I purchased significant supplies of each of the colors of fillament under the theory that stuff often goes wrong. ALMOST NOTHING WENT WRONG, one failed print within 1/2 an inch of the print bed only. SO I have lots of each color left :-).
Replacing it now you can see the aprox print time and usage. Prusaslicer with the XL gives a reasonably spot on estimate of this.
MAJOR TIPS: if you are insane and decide to model something large in the slicer
*) During your design phase lie to the slicer and enlarge the settings in the slicer for your printer so that it things the bed is large enough for your entire model
*) Really consider giving each and every part a unique name
*) When you are ready to cut it to shape you set the printer size back
Funny stuff...
My DIL (daughter in law) hates bugs. I took someone's spider (this is not in the model I uploaded) scalled it down and placed lots of them on/in a mat 1 layer thick of clear fillament. This way the tiny bugs dont make a mess. I printed a number of these mats of spiders so the basement is infested. They are loose (the mats) - the granddaughter lovers them,
Also, my DIL HATES RATS but is a former pastry chief and likes RATATOUILLE - I took someones model for that fixed up its eyes and tail (I may upload this to printables when I get a chance) gave it fuzzy skin and he was hideing behind some loose cinderblocks that were in the basement.
Also in the rear left hand corner there is a depression for a sump pump :-).

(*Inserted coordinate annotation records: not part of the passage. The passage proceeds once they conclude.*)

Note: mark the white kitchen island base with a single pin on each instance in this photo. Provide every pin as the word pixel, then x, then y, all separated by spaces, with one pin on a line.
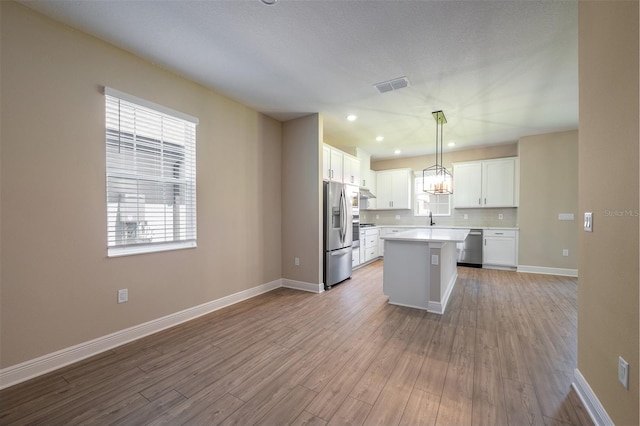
pixel 420 268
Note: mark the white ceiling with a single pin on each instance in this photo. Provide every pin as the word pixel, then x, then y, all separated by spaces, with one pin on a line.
pixel 499 70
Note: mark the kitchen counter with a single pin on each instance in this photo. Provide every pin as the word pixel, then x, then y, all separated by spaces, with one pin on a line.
pixel 430 235
pixel 420 267
pixel 448 227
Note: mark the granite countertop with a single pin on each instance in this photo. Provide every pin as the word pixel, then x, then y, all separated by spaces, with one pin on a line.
pixel 447 227
pixel 430 235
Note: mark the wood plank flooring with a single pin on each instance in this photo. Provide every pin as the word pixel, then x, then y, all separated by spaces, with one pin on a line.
pixel 502 354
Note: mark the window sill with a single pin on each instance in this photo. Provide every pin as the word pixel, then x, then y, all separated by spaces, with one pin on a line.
pixel 144 249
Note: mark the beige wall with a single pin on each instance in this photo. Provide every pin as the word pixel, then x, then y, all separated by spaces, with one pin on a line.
pixel 58 286
pixel 302 199
pixel 608 315
pixel 548 186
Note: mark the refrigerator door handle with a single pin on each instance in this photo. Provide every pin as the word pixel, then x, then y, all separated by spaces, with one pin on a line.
pixel 343 216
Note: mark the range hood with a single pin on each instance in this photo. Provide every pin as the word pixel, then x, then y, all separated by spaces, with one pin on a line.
pixel 365 193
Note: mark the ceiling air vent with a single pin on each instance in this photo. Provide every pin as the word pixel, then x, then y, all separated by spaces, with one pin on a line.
pixel 395 84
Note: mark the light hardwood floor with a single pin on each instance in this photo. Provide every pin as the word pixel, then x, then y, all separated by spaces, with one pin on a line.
pixel 502 354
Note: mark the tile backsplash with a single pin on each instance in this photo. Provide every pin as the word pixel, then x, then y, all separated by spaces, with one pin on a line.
pixel 475 217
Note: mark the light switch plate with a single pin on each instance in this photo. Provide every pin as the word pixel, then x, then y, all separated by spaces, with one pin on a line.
pixel 588 221
pixel 623 372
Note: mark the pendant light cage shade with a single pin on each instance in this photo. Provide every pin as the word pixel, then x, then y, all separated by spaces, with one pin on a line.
pixel 437 179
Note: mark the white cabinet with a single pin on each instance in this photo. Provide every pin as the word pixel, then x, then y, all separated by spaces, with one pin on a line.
pixel 332 164
pixel 500 248
pixel 467 184
pixel 351 170
pixel 370 244
pixel 393 189
pixel 338 166
pixel 368 180
pixel 488 183
pixel 384 232
pixel 355 259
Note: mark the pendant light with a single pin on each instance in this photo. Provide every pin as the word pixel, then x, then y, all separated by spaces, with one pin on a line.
pixel 437 179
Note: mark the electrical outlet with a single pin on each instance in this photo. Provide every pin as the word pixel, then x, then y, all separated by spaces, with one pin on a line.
pixel 623 372
pixel 588 222
pixel 123 295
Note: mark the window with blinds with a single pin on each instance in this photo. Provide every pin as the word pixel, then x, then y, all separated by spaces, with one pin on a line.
pixel 151 176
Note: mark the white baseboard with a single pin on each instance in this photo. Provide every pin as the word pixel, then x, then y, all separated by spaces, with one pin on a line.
pixel 29 369
pixel 301 285
pixel 439 307
pixel 548 271
pixel 591 403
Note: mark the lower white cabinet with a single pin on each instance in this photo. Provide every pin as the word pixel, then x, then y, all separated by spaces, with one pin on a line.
pixel 368 244
pixel 371 243
pixel 500 248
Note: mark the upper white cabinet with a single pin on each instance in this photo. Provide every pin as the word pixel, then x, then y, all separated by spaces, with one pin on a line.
pixel 332 164
pixel 351 170
pixel 369 181
pixel 338 166
pixel 488 183
pixel 467 184
pixel 393 189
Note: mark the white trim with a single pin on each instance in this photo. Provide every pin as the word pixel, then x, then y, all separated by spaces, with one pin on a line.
pixel 304 286
pixel 152 105
pixel 149 248
pixel 548 271
pixel 406 305
pixel 439 307
pixel 15 374
pixel 591 402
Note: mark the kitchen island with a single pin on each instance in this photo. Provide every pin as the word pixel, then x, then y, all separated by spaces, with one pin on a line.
pixel 420 267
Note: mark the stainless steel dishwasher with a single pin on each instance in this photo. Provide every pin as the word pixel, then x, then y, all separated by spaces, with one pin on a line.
pixel 470 251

I think this has been almost 2 months of my life - I delivered it yesterday (Friday) I am now suffering from POST PROJECT DEPRESSION (letdown), I mean for the past few weeks whenever I closed my eyes I saw cinderblocks.
Today I spent the day doing most of my XL's maintance cycle. LONG overdue. I still want to do some recalibrations but... see above letdown.
PS: Other granddaughters (the twins) have requested a 1/16 dollhouse for their new toys - for that I will download one from makerworld someone else has done.